La précarité économique de la pêche (500 F CFA de gains lors d’une mauvaise journée) et le manque d’opportunités en dehors de ce secteur poussent les jeunes à considérer la vente de cannabis comme l’unique option de survie. D’autres formes de délinquance telles que le vol, le braquage ou des règlements de comptes violents ont contribué à stigmatiser cette population au sein de la société loméenne.

Une mauvaise réputation qui perdure

Les zemidjans (motos-taxis) refusent de s’y rendre, et les citadins de Lomé déconseillent d’y aller. De fait, les personnes étrangères ne faisant pas partie du village sont perçues avec méfiance et exposées aux braqueurs. Se faire accompagner d’un résident est le seul moyen d’entrer en toute sécurité.
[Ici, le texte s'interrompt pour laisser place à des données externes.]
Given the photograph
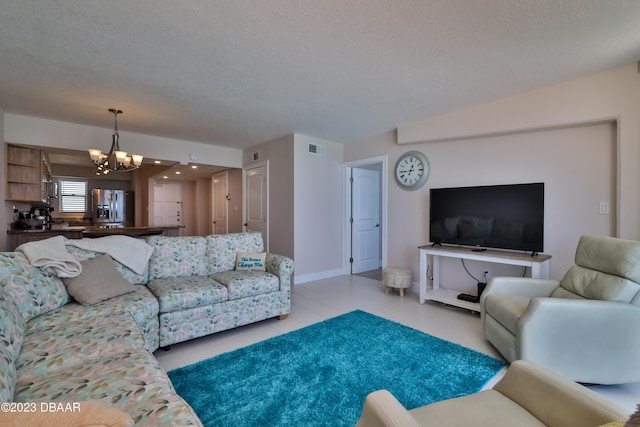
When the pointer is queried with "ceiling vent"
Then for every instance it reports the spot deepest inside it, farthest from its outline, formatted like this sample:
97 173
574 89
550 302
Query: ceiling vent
316 149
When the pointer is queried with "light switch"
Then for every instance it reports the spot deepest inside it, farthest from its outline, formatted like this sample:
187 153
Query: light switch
604 208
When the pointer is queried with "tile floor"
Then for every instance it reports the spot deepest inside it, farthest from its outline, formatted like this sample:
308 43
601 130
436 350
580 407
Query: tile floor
316 301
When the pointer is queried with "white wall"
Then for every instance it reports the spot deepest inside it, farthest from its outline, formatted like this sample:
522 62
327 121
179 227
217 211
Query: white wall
279 154
6 214
318 208
581 164
613 94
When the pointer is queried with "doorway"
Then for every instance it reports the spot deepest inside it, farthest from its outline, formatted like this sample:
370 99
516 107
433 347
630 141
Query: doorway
167 203
220 208
365 215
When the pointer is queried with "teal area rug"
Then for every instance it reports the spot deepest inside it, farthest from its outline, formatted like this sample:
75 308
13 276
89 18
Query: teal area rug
320 375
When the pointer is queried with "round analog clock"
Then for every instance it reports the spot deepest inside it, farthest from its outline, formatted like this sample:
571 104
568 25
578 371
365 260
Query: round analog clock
412 170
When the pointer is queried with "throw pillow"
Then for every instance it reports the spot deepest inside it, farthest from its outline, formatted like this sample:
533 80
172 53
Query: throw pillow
99 280
252 261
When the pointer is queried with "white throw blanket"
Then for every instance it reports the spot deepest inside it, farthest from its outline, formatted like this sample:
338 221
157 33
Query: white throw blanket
128 251
51 253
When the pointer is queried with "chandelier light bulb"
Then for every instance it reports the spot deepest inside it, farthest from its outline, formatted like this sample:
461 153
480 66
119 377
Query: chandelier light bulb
122 161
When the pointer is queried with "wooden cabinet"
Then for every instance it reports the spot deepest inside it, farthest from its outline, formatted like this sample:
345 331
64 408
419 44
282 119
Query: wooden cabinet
24 174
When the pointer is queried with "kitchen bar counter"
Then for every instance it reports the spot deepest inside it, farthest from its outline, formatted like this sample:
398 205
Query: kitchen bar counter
20 236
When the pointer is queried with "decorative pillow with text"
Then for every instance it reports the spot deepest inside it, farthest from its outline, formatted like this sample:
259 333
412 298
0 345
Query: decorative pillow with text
251 261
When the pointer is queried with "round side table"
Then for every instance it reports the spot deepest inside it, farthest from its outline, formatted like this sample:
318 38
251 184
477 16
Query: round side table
396 278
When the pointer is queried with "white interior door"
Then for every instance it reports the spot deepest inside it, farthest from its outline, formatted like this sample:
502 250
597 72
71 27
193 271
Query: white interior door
366 225
220 206
257 201
167 203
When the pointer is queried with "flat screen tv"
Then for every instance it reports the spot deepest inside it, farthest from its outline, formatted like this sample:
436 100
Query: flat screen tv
495 216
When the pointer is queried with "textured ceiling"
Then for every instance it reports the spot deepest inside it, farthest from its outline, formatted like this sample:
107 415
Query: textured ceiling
241 72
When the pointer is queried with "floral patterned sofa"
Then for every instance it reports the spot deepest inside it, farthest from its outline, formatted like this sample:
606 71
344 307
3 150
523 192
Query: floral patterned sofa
200 291
53 349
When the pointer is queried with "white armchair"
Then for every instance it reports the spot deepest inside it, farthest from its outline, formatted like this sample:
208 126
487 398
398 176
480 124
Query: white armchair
585 327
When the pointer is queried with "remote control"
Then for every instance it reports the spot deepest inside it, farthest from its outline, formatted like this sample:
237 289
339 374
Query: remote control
467 297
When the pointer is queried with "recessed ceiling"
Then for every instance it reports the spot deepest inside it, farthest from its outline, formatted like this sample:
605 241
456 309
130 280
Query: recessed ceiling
238 73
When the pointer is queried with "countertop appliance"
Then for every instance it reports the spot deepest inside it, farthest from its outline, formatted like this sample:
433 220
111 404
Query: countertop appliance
112 208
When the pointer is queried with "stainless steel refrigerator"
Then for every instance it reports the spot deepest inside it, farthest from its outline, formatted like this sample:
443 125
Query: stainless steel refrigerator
112 208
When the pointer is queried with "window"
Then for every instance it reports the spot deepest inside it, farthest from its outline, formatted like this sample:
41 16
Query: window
73 195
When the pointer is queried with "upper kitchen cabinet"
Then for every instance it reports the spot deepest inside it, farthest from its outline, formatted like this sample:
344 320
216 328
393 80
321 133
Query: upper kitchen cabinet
27 174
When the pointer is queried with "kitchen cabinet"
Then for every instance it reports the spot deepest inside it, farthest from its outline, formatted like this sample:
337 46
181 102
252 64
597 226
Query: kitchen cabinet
24 174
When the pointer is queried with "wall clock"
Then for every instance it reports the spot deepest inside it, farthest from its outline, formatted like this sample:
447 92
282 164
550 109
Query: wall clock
412 170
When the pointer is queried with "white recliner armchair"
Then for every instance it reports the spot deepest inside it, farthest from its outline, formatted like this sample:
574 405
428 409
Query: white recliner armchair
585 327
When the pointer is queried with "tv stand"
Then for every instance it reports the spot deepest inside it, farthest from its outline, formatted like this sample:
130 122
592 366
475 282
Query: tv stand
430 260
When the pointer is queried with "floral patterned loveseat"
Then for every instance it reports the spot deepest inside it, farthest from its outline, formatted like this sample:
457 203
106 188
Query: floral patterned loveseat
200 291
53 349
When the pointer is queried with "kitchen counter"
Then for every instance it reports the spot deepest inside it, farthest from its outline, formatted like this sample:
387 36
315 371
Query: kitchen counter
20 236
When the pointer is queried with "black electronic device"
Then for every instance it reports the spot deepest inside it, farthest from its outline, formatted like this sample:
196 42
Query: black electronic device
468 297
507 216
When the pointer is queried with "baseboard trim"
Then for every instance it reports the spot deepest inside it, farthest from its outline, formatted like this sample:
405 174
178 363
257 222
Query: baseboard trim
304 278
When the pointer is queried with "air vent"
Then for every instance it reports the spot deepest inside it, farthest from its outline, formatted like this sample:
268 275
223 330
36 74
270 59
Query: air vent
318 150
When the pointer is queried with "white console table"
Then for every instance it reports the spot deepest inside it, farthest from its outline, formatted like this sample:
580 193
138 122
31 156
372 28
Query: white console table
430 257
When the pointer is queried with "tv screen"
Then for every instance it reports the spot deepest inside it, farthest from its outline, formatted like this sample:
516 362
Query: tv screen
495 216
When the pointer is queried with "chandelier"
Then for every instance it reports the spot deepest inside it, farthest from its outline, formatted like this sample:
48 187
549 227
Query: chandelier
116 160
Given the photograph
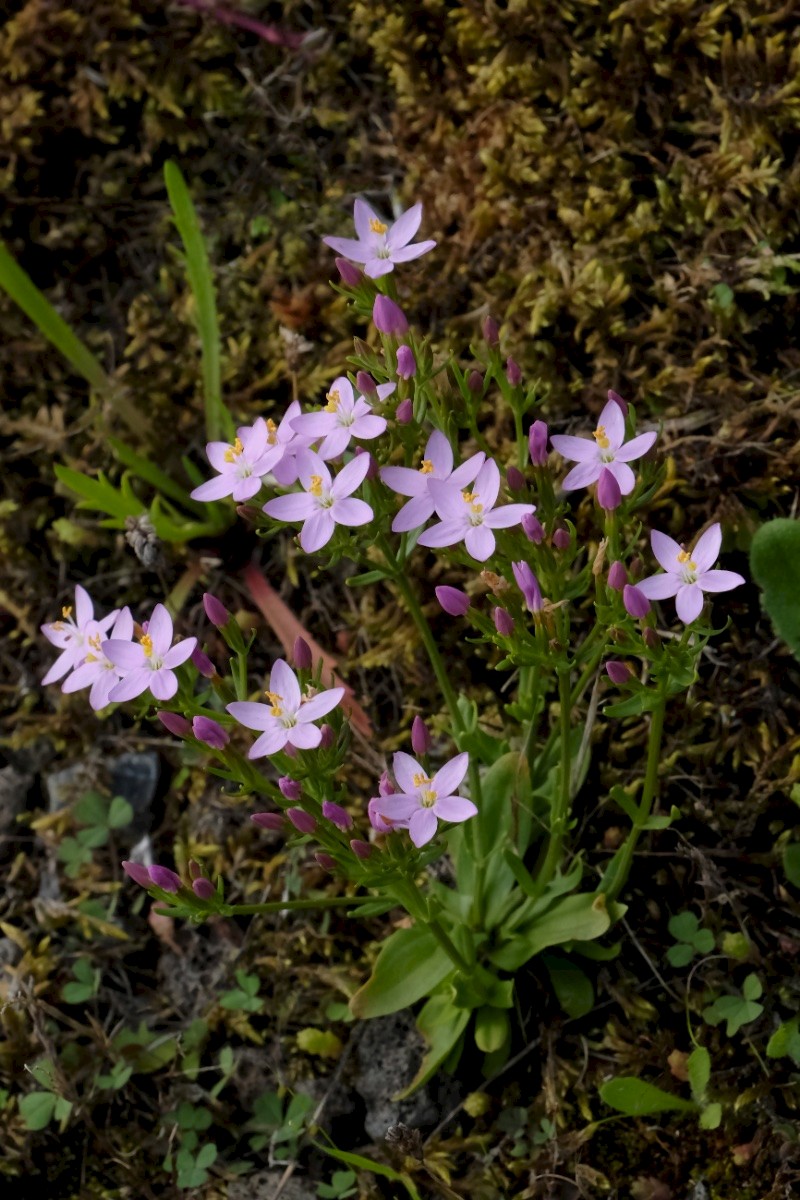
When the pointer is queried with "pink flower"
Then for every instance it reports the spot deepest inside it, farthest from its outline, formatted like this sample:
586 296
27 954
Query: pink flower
605 449
379 246
325 502
288 718
97 671
437 463
422 802
68 634
150 661
689 575
343 417
470 516
241 465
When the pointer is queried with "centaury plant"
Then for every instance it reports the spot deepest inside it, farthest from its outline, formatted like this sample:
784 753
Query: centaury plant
561 615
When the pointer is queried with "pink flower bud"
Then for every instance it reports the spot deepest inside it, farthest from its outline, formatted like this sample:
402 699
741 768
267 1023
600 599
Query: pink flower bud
215 610
405 363
537 443
362 849
531 527
453 601
302 821
636 603
513 375
289 787
516 479
211 732
268 820
420 736
617 672
349 274
175 724
335 813
608 493
388 317
617 576
404 412
503 622
203 888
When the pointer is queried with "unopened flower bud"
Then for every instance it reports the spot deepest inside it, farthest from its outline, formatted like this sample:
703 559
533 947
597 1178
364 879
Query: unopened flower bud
405 363
453 601
617 576
335 813
617 672
420 736
215 610
211 732
175 724
388 317
302 821
608 493
636 603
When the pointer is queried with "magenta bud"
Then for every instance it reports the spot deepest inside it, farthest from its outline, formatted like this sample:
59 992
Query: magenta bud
289 787
404 412
492 333
335 813
513 375
453 601
636 603
537 443
516 479
362 849
617 576
349 274
618 400
617 672
420 736
215 610
164 879
388 317
203 888
175 724
138 873
503 622
302 821
211 732
608 493
405 363
533 528
268 820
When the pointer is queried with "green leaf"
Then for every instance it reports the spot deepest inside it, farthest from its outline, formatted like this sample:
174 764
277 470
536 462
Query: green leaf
409 966
636 1098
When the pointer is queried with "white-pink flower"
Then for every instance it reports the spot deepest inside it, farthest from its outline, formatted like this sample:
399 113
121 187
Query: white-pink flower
437 463
689 574
346 415
605 449
288 717
150 661
470 516
422 802
379 245
68 634
97 671
325 502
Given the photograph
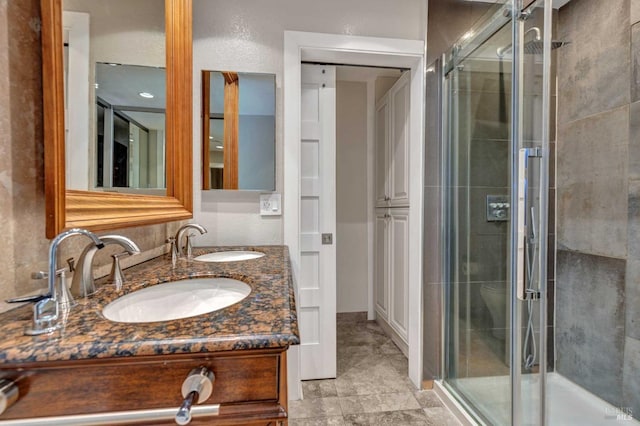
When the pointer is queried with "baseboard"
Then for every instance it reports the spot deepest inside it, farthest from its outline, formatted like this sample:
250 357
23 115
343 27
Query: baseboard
395 337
Face à cette situation, la communauté s’est organisée pour écarter les bandits. La mauvaise réputation perdure bien que les agressions en plein jour soient de plus en plus rares.
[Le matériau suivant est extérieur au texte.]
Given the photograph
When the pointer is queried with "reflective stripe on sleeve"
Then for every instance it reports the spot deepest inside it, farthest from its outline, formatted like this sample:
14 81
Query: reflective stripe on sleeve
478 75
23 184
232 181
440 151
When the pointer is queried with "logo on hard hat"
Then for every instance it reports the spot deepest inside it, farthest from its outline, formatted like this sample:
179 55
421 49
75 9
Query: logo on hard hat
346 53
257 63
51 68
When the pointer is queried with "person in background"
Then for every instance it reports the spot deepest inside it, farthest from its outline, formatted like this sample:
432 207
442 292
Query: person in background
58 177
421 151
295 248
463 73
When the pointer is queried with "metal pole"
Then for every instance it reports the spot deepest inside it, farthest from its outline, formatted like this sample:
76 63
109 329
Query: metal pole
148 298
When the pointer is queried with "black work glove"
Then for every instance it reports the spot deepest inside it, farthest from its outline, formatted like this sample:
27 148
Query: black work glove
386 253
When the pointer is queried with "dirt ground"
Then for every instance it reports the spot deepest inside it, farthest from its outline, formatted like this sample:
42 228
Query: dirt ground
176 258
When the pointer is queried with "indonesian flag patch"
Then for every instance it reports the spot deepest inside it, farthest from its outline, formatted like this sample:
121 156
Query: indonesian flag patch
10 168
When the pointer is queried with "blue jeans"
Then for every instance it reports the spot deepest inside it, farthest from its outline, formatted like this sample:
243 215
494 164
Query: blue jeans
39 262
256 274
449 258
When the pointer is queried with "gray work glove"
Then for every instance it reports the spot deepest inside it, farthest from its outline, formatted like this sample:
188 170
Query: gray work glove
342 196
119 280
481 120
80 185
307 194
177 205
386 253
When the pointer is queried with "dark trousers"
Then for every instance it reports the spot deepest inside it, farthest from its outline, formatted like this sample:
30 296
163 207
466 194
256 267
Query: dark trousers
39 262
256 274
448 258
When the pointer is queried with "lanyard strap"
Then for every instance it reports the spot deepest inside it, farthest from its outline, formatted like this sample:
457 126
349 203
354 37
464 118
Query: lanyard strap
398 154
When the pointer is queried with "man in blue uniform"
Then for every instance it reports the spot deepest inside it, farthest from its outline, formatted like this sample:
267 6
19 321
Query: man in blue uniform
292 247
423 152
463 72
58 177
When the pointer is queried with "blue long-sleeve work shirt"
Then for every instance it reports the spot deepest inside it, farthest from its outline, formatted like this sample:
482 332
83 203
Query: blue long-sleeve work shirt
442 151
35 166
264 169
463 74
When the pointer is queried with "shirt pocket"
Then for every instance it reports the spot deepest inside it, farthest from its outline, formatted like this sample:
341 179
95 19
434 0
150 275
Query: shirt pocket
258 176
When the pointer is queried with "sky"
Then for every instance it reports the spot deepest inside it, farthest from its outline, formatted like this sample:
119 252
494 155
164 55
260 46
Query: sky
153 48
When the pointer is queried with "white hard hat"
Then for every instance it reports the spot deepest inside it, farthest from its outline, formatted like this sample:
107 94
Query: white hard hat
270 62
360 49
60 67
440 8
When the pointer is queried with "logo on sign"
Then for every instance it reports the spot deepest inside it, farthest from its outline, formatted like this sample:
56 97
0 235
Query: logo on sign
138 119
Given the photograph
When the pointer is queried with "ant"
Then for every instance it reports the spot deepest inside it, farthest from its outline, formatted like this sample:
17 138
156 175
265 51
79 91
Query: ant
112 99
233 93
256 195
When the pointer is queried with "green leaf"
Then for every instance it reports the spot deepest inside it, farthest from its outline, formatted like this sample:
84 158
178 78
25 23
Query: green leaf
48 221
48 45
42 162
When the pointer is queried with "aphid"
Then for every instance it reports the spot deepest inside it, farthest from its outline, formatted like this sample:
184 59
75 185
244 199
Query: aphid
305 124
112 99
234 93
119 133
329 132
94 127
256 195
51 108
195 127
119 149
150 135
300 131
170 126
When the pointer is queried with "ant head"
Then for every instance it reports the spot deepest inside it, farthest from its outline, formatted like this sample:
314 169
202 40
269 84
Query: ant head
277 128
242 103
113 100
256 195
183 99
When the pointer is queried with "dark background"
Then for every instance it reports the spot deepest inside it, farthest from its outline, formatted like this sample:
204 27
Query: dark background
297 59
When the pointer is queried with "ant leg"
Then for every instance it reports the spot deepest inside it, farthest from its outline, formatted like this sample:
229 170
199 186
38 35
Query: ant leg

À l’intérieur, une hiérarchie tirée de la coutume garantit un certain ordre, fidèle aux perceptions de la justice sociale. Loin de s’apitoyer, la population compense la précarité par des formes multiples de solidarité et d’entraide.

Les conditions de vie engendrées par la précarité et amplifiées par l’isolement de Katanga favorisent une addiction précoce aux stupéfiants. Katanga est devenu un lieu de deal mais aussi un refuge pour celles et ceux qui sont en rupture avec les normes sociales imposées par la famille.

Vente de cannabis et de repas chauds

Chez elle, une mère de famille prépare des enveloppes de cannabis pour la vente. « On est nés dedans », explique Jeanne (nom d’emprunt), qui consacre sa vie aux enfants vulnérables. Proche de la soixantaine, elle s’est dévouée corps et âme à nourrir, habiller et scolariser ces mineurs abandonnés à leur sort.

Pour ce faire, elle utilise une méthode peu orthodoxe : la vente de cannabis et de repas chauds qui lui permet d’assurer un revenu régulier pour financer les besoins de dizaines d’enfants. « Ce n’est pas pour rien qu’on la surnomme “la maman” dans tout Katanga ! », dit Akalai, un jeune que Jeanne a vu grandir. Malgré quelques passages éphémères à la prison civile de Lomé, elle n’a jamais baissé les bras. Elle fait la fierté des habitants de Katanga, qui la protègent même des descentes de police régulières dans le quartier.

La criminalité et la présence de stupéfiants justifient les opérations inopinées de la gendarmerie à Katanga. « Des grands bandits se réfugient à Katanga. Il y a quelques années, la police n’osait même pas y intervenir », affirme Kokou, habitant de Lomé et fondateur d’un centre culturel. La stigmatisation du quartier engendre parfois des interventions disproportionnées, comme celle qui a coûté la vie à Modcho. Sa famille, résignée, refuse de saisir la justice. « Ça ne sert à rien de porter plainte contre l’État », lâche sa sœur, d’un ton las. Pour sa compagne, la perte est lourde : endeuillée, elle se tourne désormais vers la solidarité de la communauté pour subvenir aux besoins des enfants du couple.

1Voir «  Le gouvernement compatit à la douleur des pêcheurs, suite au décès de deux des leurs  », Le Nouveau Reporter, 20 juillet 2020. Et Yao Bernard Adzorgenu, «  Port de Pêche de Gbetsogbé : le drame évité de justesse dans une mer déchaînée  », Togo Daily News, 14 août 2023.